While the music may have embodied a late 1960s back-to-nature romantic ideal, the band partied hearty. There was much womanizing, copious amounts of drinking and drugging. Libby Titus, the mother of Helm’s daughter Amy (both appear in the film), acknowledges:
“Robbie Robertson was tall, quiet, handsome, self-contained, in control. He seemed to be more a rock ‘n roll carny type than he really was. He was a businessman as well as a musician, a folk artist, a great storyteller. He was good to his wife, his mother, the other guys. He alone of them was organized enough to present this mountain-lion energy they all had. He knew how to call it in and turn it into art that could be put on record. He suffered later for this quality, but I saw him as a great young man.”
Robertson went on to a mature career as a producer and composer for film. After several bankruptcies, the brilliant keyboardist Garth Hudson is a producer and keeps a low profile. Rick Danko and Richard Manuel, charismatic and a significant part of The Band’s sound, died young after years of problems with drug and alcohol abuse.
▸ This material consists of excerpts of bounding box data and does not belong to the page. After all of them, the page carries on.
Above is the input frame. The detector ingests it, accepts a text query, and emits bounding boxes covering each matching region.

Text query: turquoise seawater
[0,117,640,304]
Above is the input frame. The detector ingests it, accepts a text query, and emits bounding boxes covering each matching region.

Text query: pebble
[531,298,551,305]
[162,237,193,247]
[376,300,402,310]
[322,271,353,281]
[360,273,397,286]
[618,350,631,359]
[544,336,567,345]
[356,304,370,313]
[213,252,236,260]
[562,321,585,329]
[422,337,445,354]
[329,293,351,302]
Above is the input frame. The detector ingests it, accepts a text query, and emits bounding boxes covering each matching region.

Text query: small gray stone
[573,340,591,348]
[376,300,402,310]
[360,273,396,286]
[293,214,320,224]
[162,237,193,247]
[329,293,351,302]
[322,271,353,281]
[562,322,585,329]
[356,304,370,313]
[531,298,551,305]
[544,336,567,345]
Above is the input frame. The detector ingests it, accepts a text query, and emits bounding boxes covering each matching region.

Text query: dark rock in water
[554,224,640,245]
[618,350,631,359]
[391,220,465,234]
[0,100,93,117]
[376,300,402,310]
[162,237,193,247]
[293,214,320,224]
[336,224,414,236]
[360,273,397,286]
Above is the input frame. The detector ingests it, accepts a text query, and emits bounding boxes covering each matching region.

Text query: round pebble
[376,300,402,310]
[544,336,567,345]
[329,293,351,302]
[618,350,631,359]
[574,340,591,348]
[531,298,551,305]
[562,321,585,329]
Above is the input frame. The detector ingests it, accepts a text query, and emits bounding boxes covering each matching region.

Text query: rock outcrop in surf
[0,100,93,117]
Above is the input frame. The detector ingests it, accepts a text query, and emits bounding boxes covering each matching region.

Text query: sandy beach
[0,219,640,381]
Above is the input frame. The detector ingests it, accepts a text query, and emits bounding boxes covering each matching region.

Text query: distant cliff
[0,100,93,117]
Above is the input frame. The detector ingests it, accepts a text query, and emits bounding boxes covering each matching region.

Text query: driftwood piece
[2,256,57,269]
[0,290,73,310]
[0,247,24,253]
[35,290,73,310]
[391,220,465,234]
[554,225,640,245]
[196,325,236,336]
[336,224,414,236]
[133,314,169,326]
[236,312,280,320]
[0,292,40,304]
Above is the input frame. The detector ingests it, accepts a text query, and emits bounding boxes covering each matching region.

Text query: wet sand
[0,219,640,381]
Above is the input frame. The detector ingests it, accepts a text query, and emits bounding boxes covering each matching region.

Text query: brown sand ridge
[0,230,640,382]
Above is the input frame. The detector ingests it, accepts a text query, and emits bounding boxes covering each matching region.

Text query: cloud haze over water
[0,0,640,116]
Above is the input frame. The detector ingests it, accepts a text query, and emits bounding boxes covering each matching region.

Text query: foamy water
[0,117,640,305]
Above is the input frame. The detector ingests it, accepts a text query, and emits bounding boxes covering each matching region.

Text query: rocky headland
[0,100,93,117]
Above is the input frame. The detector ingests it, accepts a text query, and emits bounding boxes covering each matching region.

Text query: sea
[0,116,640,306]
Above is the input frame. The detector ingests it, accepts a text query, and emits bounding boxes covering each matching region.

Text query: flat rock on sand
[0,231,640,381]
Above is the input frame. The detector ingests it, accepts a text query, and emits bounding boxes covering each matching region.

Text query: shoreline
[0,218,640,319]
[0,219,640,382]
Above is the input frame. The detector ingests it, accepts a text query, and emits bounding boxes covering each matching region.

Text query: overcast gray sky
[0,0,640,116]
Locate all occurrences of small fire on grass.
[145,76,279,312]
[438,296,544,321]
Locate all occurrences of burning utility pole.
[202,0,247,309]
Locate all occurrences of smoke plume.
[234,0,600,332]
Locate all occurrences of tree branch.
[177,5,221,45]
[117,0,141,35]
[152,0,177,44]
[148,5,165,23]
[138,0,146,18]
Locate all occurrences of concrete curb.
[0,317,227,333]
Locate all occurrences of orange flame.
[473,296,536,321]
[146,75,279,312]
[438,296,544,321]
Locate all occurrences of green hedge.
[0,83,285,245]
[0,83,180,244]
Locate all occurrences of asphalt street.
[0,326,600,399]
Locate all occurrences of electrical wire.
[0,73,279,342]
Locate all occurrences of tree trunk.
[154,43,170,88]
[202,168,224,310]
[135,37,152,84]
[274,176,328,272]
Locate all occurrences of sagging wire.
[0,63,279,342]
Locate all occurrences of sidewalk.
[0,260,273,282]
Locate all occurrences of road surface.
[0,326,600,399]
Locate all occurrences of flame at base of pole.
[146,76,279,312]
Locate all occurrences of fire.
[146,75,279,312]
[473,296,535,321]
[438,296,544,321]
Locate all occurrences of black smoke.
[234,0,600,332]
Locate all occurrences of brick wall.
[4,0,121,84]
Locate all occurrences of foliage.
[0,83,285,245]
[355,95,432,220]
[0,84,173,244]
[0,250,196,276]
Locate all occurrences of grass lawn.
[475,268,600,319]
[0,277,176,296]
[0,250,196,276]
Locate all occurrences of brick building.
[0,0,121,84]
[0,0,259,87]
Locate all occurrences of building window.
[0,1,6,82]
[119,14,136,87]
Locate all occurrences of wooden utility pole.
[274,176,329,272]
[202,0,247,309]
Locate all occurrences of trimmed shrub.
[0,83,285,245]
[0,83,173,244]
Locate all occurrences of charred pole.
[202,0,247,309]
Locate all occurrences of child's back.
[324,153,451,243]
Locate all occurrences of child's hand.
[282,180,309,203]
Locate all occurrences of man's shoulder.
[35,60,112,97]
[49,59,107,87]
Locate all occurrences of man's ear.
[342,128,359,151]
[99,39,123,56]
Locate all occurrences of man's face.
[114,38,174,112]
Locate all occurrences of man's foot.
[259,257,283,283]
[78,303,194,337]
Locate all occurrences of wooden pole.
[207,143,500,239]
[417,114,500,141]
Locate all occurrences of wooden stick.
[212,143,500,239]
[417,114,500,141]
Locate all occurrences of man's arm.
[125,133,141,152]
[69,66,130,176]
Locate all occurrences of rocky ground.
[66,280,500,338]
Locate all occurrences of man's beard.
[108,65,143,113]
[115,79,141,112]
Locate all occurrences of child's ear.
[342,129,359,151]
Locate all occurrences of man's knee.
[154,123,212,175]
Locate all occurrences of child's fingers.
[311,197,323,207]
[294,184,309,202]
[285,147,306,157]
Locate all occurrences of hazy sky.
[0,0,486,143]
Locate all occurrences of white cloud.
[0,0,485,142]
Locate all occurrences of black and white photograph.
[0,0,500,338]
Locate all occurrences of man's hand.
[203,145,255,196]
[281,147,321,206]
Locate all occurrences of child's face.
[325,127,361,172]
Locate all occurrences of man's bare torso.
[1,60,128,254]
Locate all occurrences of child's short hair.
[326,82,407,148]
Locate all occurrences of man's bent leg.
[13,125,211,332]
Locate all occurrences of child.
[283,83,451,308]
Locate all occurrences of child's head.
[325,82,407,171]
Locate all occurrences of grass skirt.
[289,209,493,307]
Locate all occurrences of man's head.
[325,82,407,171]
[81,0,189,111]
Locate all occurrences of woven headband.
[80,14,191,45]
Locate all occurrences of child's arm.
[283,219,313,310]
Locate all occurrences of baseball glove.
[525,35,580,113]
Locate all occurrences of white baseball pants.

But Helm survived, remaining true to himself and his roots. He worked as an actor in over a dozen films with rave reviews for his performances in Coal Miner’s Daughter and The Right Stuff. Like all the members of the group, he also struggled, but he eventually embraced and then celebrated his remarkable history. Together with his daughter he toured to the end, embodying the spirit and energy of the roots music he so loved.